Chronic post-SARS is characterized by persistent fatigue, diffuse myalgia, weakness, depression, and nonrestorative sleep with associated REM-related apneas/hypopneas and alpha EEG sleep disorder. These clinical and sleep features of chronic post-SARS are similar to those features which may be found in patients with chronic fatigue syndrome/fibromyalgia. This report of the possible contribution of the coronaviral SARS to the emergence of chronic fatigue, unrefreshing sleep fatigue and widespread musculoskeletal pain symptoms also raises the question of the specificity the infectious retrovirus, XMRV, in blood cells that was recently reported [47] but is now a source of controversy as to its significance and specificity for patients with chronic fatigue syndrome [48,49]. A longer term, large scale study is needed to establish the contribution of epidemic and pandemic viral disease to the disordered sleep, chronic fatigue and somatic symptoms of chronic fatigue/fibromyalgia syndrome.

Competing interests

For Dr. Patcai - nil. Dr. Moldofsky is a consultant to, or is on the advisory boards of, or has received speakers honoraria, and/or research support from Eli Lilly, Jazz, Tonix (Krele), Lundbeck, Merck, Pfizer, Pierre Fabre, Sanofi Aventis, Schering Plough and Valeant.

Authors' contributions

Both authors had a physician-patient relationship with all patients in this study, and clinically reviewed the data for each patient as the sleep studies were done. HM did the initial data analysis, which was then reviewed by both authors. The first draft was written primarily by HM with some sections by JP, and extensively discussed, re-worked and edited by both authors. Reference contributions were from both. Both authors read and approved the final draft.

Pre-publication history

The pre-publication history for this paper can be accessed here:

http://www.biomedcentral.com/1471-2377/11/37/prepub

Contributor Information

Harvey Moldofsky, Email: h.moldofsky@utoronto.ca.

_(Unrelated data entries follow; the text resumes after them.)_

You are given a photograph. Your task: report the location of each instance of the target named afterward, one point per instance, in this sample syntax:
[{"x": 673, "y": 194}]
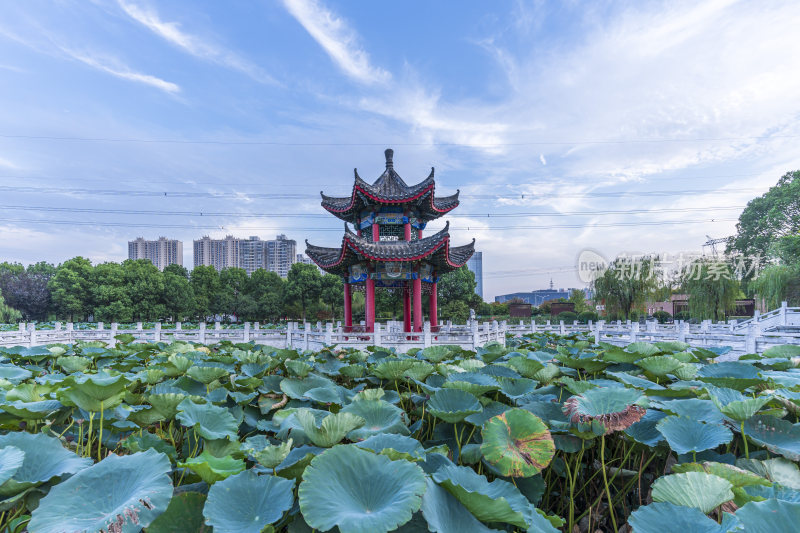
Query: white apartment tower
[{"x": 161, "y": 253}]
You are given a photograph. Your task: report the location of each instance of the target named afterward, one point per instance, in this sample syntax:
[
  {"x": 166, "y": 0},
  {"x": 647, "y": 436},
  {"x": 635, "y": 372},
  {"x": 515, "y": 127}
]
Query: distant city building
[
  {"x": 475, "y": 264},
  {"x": 249, "y": 254},
  {"x": 161, "y": 253},
  {"x": 538, "y": 297}
]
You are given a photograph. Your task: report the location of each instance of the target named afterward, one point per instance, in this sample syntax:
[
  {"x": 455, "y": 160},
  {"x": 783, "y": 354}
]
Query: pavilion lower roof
[{"x": 434, "y": 249}]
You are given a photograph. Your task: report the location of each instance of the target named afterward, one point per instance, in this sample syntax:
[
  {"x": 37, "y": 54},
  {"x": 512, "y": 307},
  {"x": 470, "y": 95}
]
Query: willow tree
[
  {"x": 711, "y": 287},
  {"x": 626, "y": 284}
]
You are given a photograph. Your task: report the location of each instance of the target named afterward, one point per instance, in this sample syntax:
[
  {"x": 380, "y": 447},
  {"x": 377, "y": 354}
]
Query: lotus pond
[{"x": 547, "y": 434}]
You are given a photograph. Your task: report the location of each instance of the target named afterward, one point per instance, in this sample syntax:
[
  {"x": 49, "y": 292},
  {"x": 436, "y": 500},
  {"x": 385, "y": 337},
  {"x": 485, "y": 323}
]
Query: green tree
[
  {"x": 234, "y": 299},
  {"x": 626, "y": 284},
  {"x": 144, "y": 284},
  {"x": 332, "y": 292},
  {"x": 110, "y": 297},
  {"x": 205, "y": 286},
  {"x": 266, "y": 289},
  {"x": 178, "y": 296},
  {"x": 711, "y": 288},
  {"x": 70, "y": 288},
  {"x": 768, "y": 218},
  {"x": 303, "y": 285}
]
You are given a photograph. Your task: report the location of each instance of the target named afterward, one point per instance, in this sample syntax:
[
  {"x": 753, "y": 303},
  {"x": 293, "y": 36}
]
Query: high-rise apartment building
[
  {"x": 475, "y": 264},
  {"x": 250, "y": 254},
  {"x": 161, "y": 253}
]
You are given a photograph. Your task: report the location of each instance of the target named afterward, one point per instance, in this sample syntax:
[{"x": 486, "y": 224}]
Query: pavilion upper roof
[
  {"x": 434, "y": 249},
  {"x": 390, "y": 189}
]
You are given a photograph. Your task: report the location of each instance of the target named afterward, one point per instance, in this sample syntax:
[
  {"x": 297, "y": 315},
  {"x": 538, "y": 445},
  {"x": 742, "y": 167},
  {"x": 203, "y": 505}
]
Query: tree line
[{"x": 135, "y": 290}]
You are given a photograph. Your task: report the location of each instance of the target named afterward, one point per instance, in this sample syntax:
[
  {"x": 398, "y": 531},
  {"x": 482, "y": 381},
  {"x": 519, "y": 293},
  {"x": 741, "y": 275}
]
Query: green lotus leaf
[
  {"x": 645, "y": 431},
  {"x": 247, "y": 502},
  {"x": 445, "y": 514},
  {"x": 496, "y": 501},
  {"x": 453, "y": 405},
  {"x": 146, "y": 441},
  {"x": 297, "y": 388},
  {"x": 778, "y": 470},
  {"x": 471, "y": 382},
  {"x": 775, "y": 434},
  {"x": 614, "y": 407},
  {"x": 206, "y": 374},
  {"x": 127, "y": 491},
  {"x": 11, "y": 459},
  {"x": 266, "y": 454},
  {"x": 693, "y": 489},
  {"x": 769, "y": 516},
  {"x": 332, "y": 429},
  {"x": 659, "y": 365},
  {"x": 685, "y": 435},
  {"x": 730, "y": 374},
  {"x": 184, "y": 513},
  {"x": 394, "y": 446},
  {"x": 208, "y": 420},
  {"x": 653, "y": 518},
  {"x": 783, "y": 350},
  {"x": 45, "y": 458},
  {"x": 212, "y": 469},
  {"x": 359, "y": 491},
  {"x": 517, "y": 443},
  {"x": 379, "y": 417},
  {"x": 695, "y": 408},
  {"x": 437, "y": 354},
  {"x": 392, "y": 369},
  {"x": 736, "y": 405},
  {"x": 738, "y": 477},
  {"x": 32, "y": 410},
  {"x": 643, "y": 348}
]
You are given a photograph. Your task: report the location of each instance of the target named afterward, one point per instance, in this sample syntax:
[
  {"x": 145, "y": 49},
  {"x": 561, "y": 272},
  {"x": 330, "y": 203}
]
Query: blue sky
[{"x": 556, "y": 112}]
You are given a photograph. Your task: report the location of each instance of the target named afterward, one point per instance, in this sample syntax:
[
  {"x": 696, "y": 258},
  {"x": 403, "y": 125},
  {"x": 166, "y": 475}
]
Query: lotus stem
[
  {"x": 605, "y": 482},
  {"x": 744, "y": 439}
]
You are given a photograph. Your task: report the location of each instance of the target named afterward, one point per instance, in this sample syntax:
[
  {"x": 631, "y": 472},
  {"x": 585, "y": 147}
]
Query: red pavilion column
[
  {"x": 417, "y": 303},
  {"x": 369, "y": 304},
  {"x": 434, "y": 311},
  {"x": 348, "y": 306},
  {"x": 406, "y": 309}
]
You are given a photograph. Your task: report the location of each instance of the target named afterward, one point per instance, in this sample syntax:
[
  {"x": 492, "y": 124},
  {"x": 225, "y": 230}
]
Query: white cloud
[
  {"x": 336, "y": 37},
  {"x": 172, "y": 32}
]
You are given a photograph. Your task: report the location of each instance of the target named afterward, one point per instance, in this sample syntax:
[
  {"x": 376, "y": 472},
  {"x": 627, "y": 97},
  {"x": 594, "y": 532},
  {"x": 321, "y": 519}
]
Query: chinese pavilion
[{"x": 387, "y": 249}]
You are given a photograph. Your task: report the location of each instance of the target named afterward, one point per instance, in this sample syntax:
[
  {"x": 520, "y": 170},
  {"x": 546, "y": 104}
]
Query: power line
[
  {"x": 200, "y": 213},
  {"x": 225, "y": 142}
]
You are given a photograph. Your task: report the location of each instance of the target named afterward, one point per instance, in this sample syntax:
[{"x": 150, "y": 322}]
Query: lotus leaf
[
  {"x": 653, "y": 518},
  {"x": 693, "y": 489},
  {"x": 208, "y": 420},
  {"x": 45, "y": 458},
  {"x": 517, "y": 443},
  {"x": 686, "y": 435},
  {"x": 769, "y": 516},
  {"x": 453, "y": 405},
  {"x": 212, "y": 469},
  {"x": 496, "y": 501},
  {"x": 332, "y": 429},
  {"x": 247, "y": 502},
  {"x": 445, "y": 514},
  {"x": 126, "y": 491},
  {"x": 777, "y": 435},
  {"x": 359, "y": 491}
]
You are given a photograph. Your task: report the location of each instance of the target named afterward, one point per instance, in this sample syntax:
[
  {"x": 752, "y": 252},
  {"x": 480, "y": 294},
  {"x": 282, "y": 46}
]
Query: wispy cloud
[
  {"x": 338, "y": 39},
  {"x": 192, "y": 44}
]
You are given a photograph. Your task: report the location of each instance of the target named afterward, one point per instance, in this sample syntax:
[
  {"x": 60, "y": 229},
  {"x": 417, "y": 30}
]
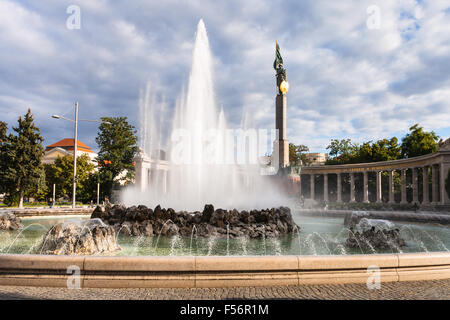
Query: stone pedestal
[
  {"x": 281, "y": 145},
  {"x": 352, "y": 187}
]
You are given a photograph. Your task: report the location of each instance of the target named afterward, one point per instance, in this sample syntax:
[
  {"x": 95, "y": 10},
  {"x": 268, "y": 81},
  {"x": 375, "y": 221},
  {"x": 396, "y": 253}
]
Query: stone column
[
  {"x": 339, "y": 188},
  {"x": 300, "y": 187},
  {"x": 391, "y": 187},
  {"x": 352, "y": 187},
  {"x": 365, "y": 187},
  {"x": 426, "y": 186},
  {"x": 280, "y": 125},
  {"x": 311, "y": 185},
  {"x": 434, "y": 184},
  {"x": 415, "y": 185},
  {"x": 403, "y": 201},
  {"x": 379, "y": 194},
  {"x": 164, "y": 182}
]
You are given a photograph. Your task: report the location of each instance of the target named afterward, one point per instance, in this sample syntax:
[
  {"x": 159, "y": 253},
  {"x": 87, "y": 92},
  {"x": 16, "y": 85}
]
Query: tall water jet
[{"x": 202, "y": 164}]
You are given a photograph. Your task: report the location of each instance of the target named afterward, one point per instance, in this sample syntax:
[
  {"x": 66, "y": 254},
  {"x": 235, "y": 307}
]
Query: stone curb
[{"x": 176, "y": 272}]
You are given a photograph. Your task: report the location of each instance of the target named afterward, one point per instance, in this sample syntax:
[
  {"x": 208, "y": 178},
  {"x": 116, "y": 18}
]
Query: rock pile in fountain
[
  {"x": 86, "y": 238},
  {"x": 374, "y": 234},
  {"x": 9, "y": 221},
  {"x": 141, "y": 220}
]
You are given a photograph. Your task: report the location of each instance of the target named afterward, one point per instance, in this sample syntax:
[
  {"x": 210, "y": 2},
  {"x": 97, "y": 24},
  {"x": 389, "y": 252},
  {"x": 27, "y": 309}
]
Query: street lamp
[{"x": 55, "y": 116}]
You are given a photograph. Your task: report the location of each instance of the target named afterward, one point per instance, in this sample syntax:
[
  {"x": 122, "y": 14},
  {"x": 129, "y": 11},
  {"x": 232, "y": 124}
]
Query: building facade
[{"x": 65, "y": 147}]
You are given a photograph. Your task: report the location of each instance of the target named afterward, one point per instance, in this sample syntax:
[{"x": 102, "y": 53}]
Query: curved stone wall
[{"x": 216, "y": 271}]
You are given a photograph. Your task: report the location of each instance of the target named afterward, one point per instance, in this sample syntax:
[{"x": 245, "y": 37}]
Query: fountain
[{"x": 202, "y": 163}]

John Patcai, Email: john.patcai@utoronto.ca.

Acknowledgements

The Workplace Safety and Insurance Board of Ontario provided the clinical treatment program (including sleep studies) for these patients and the Toronto Psychiatric Research Foundation provided support for the research. Neither organization had any role in the design/conduct of the study; the collection, analysis, and interpretation of neither the data; nor the preparation or review of the manuscript.

We wish to acknowledge the contribution of Vela Pharmaceuticals ( now Tonix Pharmaceuticals) for providing initial support for obtaining the drug free sleep EEG and symptom information on the patients who consented to being screened for fulfilling American College of Rheumatology criteria as preliminary to an ethics approved double blind placebo-controlled drug study for the treatment of fibromyalgia at the Sleep Disorders Clinic of the Centre for Sleep and Chronobiology in Toronto; the assistance of the technical and administrative staff of the Sleep Disorders Clinic of the Centre for Sleep and Chronobiology and St. John's Rehabilitation Hospital. Most particularly, we wish to thank all the post-SARS patients who, despite their ongoing personal difficulties, gave permission to use their data.